Roycroft's Elbert Hubbard Recommended Habits
Miriam Hubbard Roelofs recalls habits her father, Elbert Hubbard, espoused. The first of three being the Work Habit (see previous blog). The next is the Study Habit.
"On the Study Habit. What a silly thought that study, the habit of study, stops when schooling stops. What folly to throw away, or let sloth away, intellectual curiosity. To keep one's mind active, to grow in judgment, to expand the capacity for sympathy, to make new friends, enemies or enemies for that matter that one meets in the history and literature. All these should come from the study habit, and new skills. I was thinking of the story of Hayden who, when the doctor told him he was going to die, said "Why, I can't possibly die, I've only begun to learn the French horn."
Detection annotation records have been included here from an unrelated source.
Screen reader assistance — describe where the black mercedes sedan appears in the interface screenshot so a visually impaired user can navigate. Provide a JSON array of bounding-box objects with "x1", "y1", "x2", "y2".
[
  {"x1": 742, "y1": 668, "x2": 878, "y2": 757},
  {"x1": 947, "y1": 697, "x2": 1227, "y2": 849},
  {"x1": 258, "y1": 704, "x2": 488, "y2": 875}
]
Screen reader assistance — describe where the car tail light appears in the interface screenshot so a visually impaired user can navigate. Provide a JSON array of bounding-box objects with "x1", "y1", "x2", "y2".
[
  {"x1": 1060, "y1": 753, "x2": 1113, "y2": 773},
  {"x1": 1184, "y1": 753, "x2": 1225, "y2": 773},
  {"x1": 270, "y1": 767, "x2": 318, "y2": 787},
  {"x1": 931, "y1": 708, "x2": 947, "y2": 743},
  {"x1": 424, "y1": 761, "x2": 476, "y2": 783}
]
And the third habit to cultivate was the Health habit.
The Health Habit, a most valuable possession. The habit of daily exercise, regular sleep, proper food, and an even temper makes for general comfort for, and as the saying is, self and family.
All these sound obvious and even trite but living with these habits as the programming of your daily life is neither trite nor common place. Father had the peculiarity, not only of preaching but practicing. No one could have taken better or more unobtrusive good care of his health than he did. He was never sick. When one considers the amount of nervous energy that he had, one hundred pounds of pressure per square inch as he used to say. How easy it would have been to have made a wreck of himself if he had not had good sense, intelligence, and self discipline. Work gave a solid foundation to his character, the habit of study gave an ever flowing spring of interest and mental stimulation, add the habit of health and there are three habits to cherish.
Thus ends Hubbard's lesson for the day as remembered by Miriam Hubbard Roelofs, only child of Elbert and Alice Moore Hubbard.